Jersey City Baptism of Fire

5/05/99


In most every movie I've seen, the guy who moves to the city has a baptism of fire within the first hour. Either he gets mugged, or his apartment robbed, or wakes up in a bathtub missing a kidney. About a month ago, I moved to Jersey City, which counts as a city even though everyone thinks of it like Newark and Hoboken, sorta-cities that don't count because they're close to New York and can't possibly compete for anything but rent. I was due to get mine.

I went to a little play on Friday, parking my car in an abandoned U-Park-It. I pulled into the empty spot right across from the sidewalk and street. I half-thought "some gang member will take my car because he'll be too lazy to walk the two feet to the next car." I also half-thought "I'm only going to be gone a little bit, no need to put the Club on." But I left the car in the nearest spot, with the Club on.

As I was coming back from the play, I half-thought "Uh-oh, hope the car's still here." And it was. Then I full-thought "Hey, the window's broken." The back left one, shattered.

The only car-related crime I had been victim of before was someone yanking the hood ornament off my old Mercury Cougar. No hubcap snatched, no gas siphoned, no Jack Nickolson golf club attacks. When I saw the window, I instantly wrote off the radio. OK, I could get a new one. Maybe a tape player. I sorta wanted a tape player, but didn't want to throw out a perfectly good car radio just because it couldn't multitask. Now I had no excuse to not get one. Hey, this wasn't so bad. I'm glad I was robbed!

No I wasn't; I just get dunderheadedly optimistic sometimes. If I ever get stabbed, I'm going to think "Cool! I'm going to meet Jesus!"

When I did a quick inventory check, the radio was still there. As was the Club, my big pile of Parkway tokens, and the scattered papers and leaves that I never notice because they're not by the driver's seat. My car wasn't robbed, or looted or otherwise touched. It was simply shot.
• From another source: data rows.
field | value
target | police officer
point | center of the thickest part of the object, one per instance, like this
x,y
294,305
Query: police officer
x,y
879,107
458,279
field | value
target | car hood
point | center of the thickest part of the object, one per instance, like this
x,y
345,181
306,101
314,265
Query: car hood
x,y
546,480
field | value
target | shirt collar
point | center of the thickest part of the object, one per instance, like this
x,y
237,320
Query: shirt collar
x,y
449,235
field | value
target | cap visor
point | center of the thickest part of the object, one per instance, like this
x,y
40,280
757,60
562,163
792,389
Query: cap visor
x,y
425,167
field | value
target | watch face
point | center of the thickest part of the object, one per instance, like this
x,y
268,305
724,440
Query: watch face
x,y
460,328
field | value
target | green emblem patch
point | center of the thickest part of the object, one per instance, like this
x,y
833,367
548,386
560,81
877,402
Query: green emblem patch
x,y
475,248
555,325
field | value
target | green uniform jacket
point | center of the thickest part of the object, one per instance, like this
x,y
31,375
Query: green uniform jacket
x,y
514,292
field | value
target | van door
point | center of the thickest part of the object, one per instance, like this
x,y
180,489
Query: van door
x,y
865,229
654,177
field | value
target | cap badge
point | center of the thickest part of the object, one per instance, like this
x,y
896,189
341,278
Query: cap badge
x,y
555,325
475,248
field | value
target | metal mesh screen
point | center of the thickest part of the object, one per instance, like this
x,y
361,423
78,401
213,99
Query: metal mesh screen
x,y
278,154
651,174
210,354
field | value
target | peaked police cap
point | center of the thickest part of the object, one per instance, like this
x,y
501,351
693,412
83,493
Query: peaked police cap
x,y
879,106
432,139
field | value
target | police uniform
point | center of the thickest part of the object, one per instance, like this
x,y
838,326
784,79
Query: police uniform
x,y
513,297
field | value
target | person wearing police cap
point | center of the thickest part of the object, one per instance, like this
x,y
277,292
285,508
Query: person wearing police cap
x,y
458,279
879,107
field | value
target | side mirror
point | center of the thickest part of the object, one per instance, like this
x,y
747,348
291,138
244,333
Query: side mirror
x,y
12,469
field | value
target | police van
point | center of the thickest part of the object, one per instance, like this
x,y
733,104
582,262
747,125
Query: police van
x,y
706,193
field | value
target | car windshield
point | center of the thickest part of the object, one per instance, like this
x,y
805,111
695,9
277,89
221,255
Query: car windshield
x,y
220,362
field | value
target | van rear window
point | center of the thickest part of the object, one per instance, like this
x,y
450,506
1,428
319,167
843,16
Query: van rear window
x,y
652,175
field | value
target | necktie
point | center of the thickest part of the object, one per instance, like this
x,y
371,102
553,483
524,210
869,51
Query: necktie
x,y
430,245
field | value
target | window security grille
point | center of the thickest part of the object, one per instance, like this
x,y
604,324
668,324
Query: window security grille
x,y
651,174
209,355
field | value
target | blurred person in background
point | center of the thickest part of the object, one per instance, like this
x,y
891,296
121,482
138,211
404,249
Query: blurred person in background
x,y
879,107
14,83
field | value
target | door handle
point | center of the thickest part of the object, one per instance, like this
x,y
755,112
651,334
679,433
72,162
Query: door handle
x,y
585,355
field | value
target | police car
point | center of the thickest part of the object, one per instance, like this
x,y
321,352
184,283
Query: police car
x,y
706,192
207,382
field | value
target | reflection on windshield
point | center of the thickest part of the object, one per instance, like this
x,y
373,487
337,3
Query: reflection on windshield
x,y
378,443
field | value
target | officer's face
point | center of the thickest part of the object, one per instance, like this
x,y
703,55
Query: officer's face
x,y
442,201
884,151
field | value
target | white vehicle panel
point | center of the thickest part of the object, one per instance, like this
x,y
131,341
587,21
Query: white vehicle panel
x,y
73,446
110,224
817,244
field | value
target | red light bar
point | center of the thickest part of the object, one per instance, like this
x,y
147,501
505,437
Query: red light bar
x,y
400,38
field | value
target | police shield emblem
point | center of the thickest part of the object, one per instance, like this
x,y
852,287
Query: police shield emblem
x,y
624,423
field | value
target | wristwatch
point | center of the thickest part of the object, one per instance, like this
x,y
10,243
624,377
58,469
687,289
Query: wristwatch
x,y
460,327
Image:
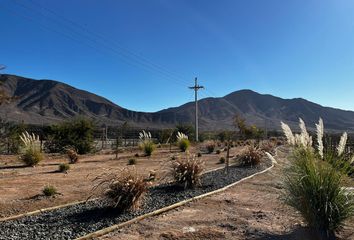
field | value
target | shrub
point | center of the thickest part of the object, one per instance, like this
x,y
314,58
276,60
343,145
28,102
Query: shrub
x,y
210,146
122,191
72,155
32,154
313,188
152,176
132,161
251,156
64,167
183,142
267,146
187,171
146,143
222,160
49,191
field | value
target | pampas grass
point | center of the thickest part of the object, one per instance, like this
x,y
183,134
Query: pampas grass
x,y
288,134
32,154
342,144
320,133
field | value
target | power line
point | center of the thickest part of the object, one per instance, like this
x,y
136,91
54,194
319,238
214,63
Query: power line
x,y
196,88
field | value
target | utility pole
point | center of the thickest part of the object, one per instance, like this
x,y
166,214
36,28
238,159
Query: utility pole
x,y
196,87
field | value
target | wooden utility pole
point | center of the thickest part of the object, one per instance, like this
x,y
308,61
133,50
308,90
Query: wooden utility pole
x,y
196,87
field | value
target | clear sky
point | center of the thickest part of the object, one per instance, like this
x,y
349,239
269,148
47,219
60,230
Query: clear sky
x,y
143,54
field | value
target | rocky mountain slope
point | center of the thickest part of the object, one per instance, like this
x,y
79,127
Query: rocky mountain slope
x,y
47,101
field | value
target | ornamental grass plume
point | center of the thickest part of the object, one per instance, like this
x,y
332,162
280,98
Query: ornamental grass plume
x,y
288,134
305,138
342,144
320,133
313,182
32,154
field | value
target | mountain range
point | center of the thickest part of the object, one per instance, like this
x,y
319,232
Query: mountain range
x,y
48,101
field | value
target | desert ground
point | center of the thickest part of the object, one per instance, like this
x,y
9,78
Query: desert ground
x,y
21,187
250,210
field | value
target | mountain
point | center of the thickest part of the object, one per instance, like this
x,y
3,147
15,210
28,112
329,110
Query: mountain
x,y
48,101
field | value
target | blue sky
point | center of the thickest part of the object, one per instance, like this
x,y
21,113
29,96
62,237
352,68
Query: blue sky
x,y
143,55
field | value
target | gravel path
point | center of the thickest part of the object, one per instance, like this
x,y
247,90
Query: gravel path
x,y
81,219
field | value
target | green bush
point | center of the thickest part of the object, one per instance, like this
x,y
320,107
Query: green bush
x,y
31,157
313,187
251,156
64,167
49,191
132,161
Or so I think. I'm not sure what happened to the window. Another window was broken on the car, the little half-window thing in the back right seat. All the glass was still in the frame of this one, except for a little bullet shaped hole right on my old College of New Jersey parking sticker. If it was an entrance wound, it would correspond nicely to the exit wound of the back left window. But the car next to me didn't have any window damage. Maybe the bullet was traveling up.

The cops said it wasn't a bullet hole, but they didn't seem to know or care what it could be otherwise. I wasn't expecting the JCPD to go into overtime because one guy's got a broken window, but pretending to know about some kids driving around bored with guns would have been appreciated.

After I cleared the safety glass out of the window (that stuff is soooo fun to break) I got to do the classic of redneck home auto repair: the Hefty bag and duct tape window. Unfortunately, I didn't have Hefty bags or duct tape in the apartment, only white kitchen garbage bags and scotch tape. My car window looked like I put a shade on it. Plus, it didn't hold too well. It flapped like Ronald Reagan's neck when I went down the Parkway, until the tape gave way and it stopped making noise or being a window.

There's about ten pages of glass repair shops in the phone book. Some of them are open 24 hours, some of them will deliver right to your door, some of them will give you a complimentary martini while you wait. But every one of them will charge you way too much for one stinkin' pane of glass. My professional glass store estimate was $300, $50 for the door window and $250 for the vent window (that's the official name) because that was a special job. Junkyards, however, are cheaper. Their price was $106, tax included. They also have more rats, but the rats make a mean martini.

By parking in a not really dangerous area of a city a week ago, I was jumping into the uncharted nether regions of the auto industry. I was leaving the happy retail Pep Boys world for a legalized chop shop with no corresponding cartoon spokespeople. I was expecting a bunch of toothless sleazebags who just crawled through half a mile of raw sewage and saw Deliverance as an instructional video. But I was basing this stereotype on my limited knowledge of auto junk yards. I'm sure they would not be inbred freaks.

I was not disappointed. Inbred freaks! One guy hadn't heard of shampoo or soap, but had heard of Brillcream. Another was having a belching contest with himself, and winning. Both of them were missing the same front tooth; I think they must have tried to open the same beer bottle. Both of them were yelling "Out! Get out, now!" to no one in particular. I was afraid they'd be coming after me with shotguns, until the dog they were yelling at poked his head around the counter. They must have taken him through the half mile of raw sewage as well.

But I officially love those guys, because they got me my windows fixed for a third of the regular price. I guess that's the happy ending. I survived city life, which turned out just to be fixing my car. Which isn't that bad at all. Of course, there's still some assassin gunning for my head, but if he hits the car again, I'll sic the junkyard guys on him.